Otra de las “anormalidades” de estos tiempos fue la omnipresencia del médico. Según escuchamos, en otras ocasiones el monitoreo durante todo el proceso, la escucha de los latidos, la cercanía con la paciente, suele estar mediada por enfermeros y enfermeras. Pero en este caso, el obstetra estuvo presente en todo momento. Tanto es así, que en mi única salida de la sala de parto para terminar cuestiones de papeles, lo encontré sentado en el piso fuera de la sala, revisando carpetas de sus trabajos y esperando que la dilatación en la mamá transitara su camino. Hubo charlas sobre fútbol, sobre la farándula, sobre los pacientes famosos que pasaron por sus manos, por lo que sentimos la cercanía de los viejos médicos de familia que rememoran otros tiempos.

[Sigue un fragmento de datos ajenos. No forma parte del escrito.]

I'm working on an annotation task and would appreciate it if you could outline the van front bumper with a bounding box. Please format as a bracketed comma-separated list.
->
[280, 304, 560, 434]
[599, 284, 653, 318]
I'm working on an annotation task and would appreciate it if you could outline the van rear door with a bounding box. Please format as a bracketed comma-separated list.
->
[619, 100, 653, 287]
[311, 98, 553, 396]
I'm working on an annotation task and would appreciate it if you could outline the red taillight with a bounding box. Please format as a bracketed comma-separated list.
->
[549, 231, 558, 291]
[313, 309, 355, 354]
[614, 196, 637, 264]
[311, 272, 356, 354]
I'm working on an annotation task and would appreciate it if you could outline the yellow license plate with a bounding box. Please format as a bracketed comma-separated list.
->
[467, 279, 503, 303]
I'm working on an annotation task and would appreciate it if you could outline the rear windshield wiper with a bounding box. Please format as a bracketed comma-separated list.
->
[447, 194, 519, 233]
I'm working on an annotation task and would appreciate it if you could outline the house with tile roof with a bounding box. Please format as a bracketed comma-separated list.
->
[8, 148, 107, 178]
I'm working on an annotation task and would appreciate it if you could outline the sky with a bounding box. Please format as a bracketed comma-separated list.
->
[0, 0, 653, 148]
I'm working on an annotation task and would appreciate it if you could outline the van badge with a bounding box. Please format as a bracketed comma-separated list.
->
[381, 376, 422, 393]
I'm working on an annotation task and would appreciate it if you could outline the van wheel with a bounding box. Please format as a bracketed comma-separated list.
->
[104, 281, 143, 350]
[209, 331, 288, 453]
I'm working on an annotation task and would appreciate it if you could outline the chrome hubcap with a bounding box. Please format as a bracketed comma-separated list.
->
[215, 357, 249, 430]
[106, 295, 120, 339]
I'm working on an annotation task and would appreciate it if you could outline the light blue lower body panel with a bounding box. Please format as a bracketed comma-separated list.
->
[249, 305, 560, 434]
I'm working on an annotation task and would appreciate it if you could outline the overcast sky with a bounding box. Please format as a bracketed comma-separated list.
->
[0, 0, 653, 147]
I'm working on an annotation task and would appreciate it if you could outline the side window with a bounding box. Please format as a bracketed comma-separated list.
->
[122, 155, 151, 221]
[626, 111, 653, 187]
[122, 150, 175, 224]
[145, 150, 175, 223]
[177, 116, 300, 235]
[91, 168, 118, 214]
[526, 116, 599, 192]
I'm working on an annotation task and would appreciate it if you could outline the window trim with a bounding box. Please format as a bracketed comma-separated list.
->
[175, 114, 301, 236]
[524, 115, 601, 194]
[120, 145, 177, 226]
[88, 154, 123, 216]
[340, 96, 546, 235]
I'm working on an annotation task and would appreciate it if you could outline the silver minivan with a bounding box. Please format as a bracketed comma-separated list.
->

Cuando llegó el momento, el médico y las dos enfermeras fueron apoyos y guías de la mamá primeriza, que a pesar de este nuevo viaje estaba tranquila y se debatía entre el esfuerzo, la ansiedad y los repetidos “falta mucho” cada vez que pasaba una contracción y el pujo no terminaba de sacar a la bebé.

Mirá papá, se le ven los pelos negros‒, me dijo de repente el doctor mientras me asomaba.

A la una y diez de la mañana, asomó una especie de ranita morada que terminó nadando arriba de la panza de la mamá entre lágrimas. Las de ella y las nuestras. 

A las tres de la mañana, cuando pasamos a la habitación, la clínica estaba semi-vacía. Noté muchas habitaciones abiertas y limpias a la espera de nuevos habitantes de este mundo. El médico me había comentado que están intentando que las pacientes pasen el menor tiempo posible internadas para no exponerlas al virus.

La pandemia nos quitó la compañía y el afecto de los familiares. Estábamos solos, los tres. De todos modos, hubo quienes le encontraron el lado positivo al asunto: “No sabés lo que jode que no pare de entrar gente a la habitación cuando querés descansar”, dijo alguien que ya fue madre antes en la familia.

Los abuelos no conocen a su nieta todavía, sus tías y tíos aún no vieron a su sobrina más que a través de una pantalla. Sus primitos preguntan cuándo la pueden visitar. Ya habrá tiempo para los abrazos y los besos con quienes quieren compartir este viaje con nosotros. Por ahora, la pandemia nos estira la víspera.